On my long run a couple days ago, I noticed the serviceberry trees in town were loaded with ripe fruit.  I stopped and snacked on a handful (okay a few handfuls!) and plotted out my return to come harvest as many as possible.


I had never heard of serviceberry before coming to Asheville.  Apparently, not many people know what they are since the trees around town are mostly ignored by people walking by.  If you’ve never had one before, they taste like a cross between a nectarine and a blueberry and grow on short, easy-to-harvest trees.  Also called juneberry, wild plum, sugarplum, and shadblow, the trees are in the rose family and are related to peaches, plums, and cherries. No wonder they’re so good!


So yesterday, I packed up  the kids with a few bags in our packs and walked down to the roundabout down the road from us.  The kids had never tasted a serviceberry before and I promised it would be worth the walk in the hot sun.  “Mama, you were right!” (Best words ever spoken.)  “Can we eat as many as we want?”

We got to work picking, eating, climbing, and filling our bags.  There are about 6 trees in this spot and we maybe got 20% of two trees before we had a gallon of berries.


People walking by looked at us in curiosity and we just smiled like we were in on this big secret.  Sure, there are a lot of plants with red berries that are poisonous, and I imagined people were thinking I was a crazy lady picking poison berries with my kids. One group of tourists looked at us as they walked by and only one guy of the four was brave enough to ask what in the world we were doing.  I told him how great they were and he took a taste and exclaimed, “they taste like nectarines!”  He picked an handful and brought them over to his clearly suspicious friends.

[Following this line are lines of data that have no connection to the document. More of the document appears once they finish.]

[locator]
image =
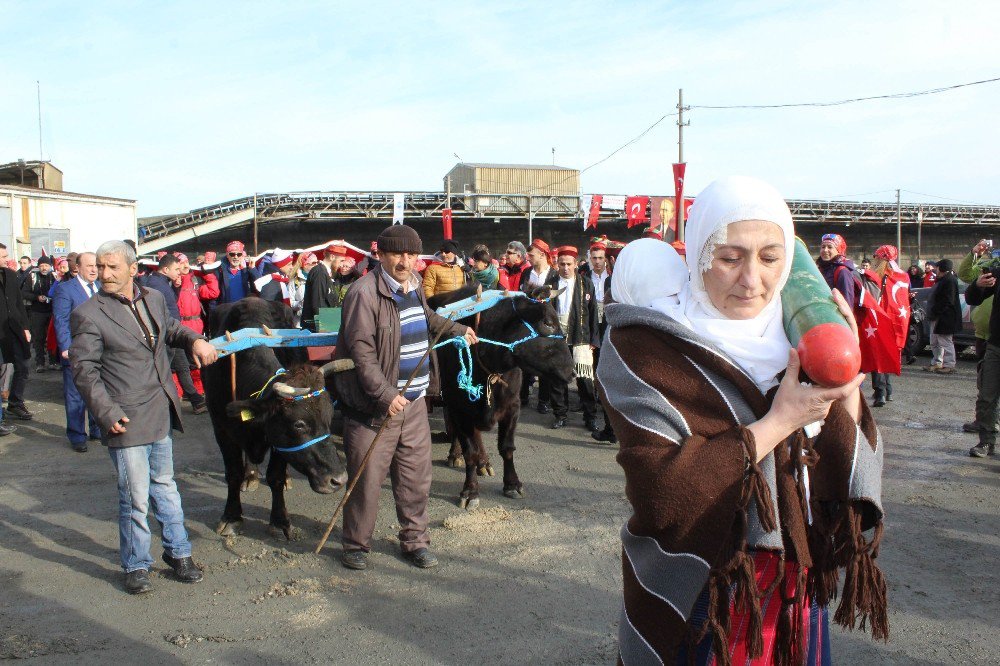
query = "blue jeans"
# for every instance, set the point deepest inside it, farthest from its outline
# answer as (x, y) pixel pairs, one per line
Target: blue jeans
(77, 416)
(147, 473)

Once we brought our bounty home, making serviceberry ice cream was the top priority.  This is definitely a treat with a good bit of sugar, but so worth the indulgence!

Yields 8 servings

Serviceberry Ice Cream
Save RecipeSave Recipe


  • 2 cans coconut milk (full fat will be richer than lite, but both work fine)
  • 1 cup serviceberries
  • pinch of salt
  • 1 teaspoon vanilla
  • 3/4 cup sugar


  1. It's best if your coconut milk has been refrigerated. If not, room temperature will work, but you will have to wait longer for the ice cream to harden.
  2. Blend all ingredients in a high-speed blender until smooth and add to your ice cream maker, following the manufacturer's instructions. Blend for 20-25 minutes, and transfer to a freezer-safe container. Freeze until firm.
  3. If you don't have an ice cream maker, this recipe makes amazing popsicles!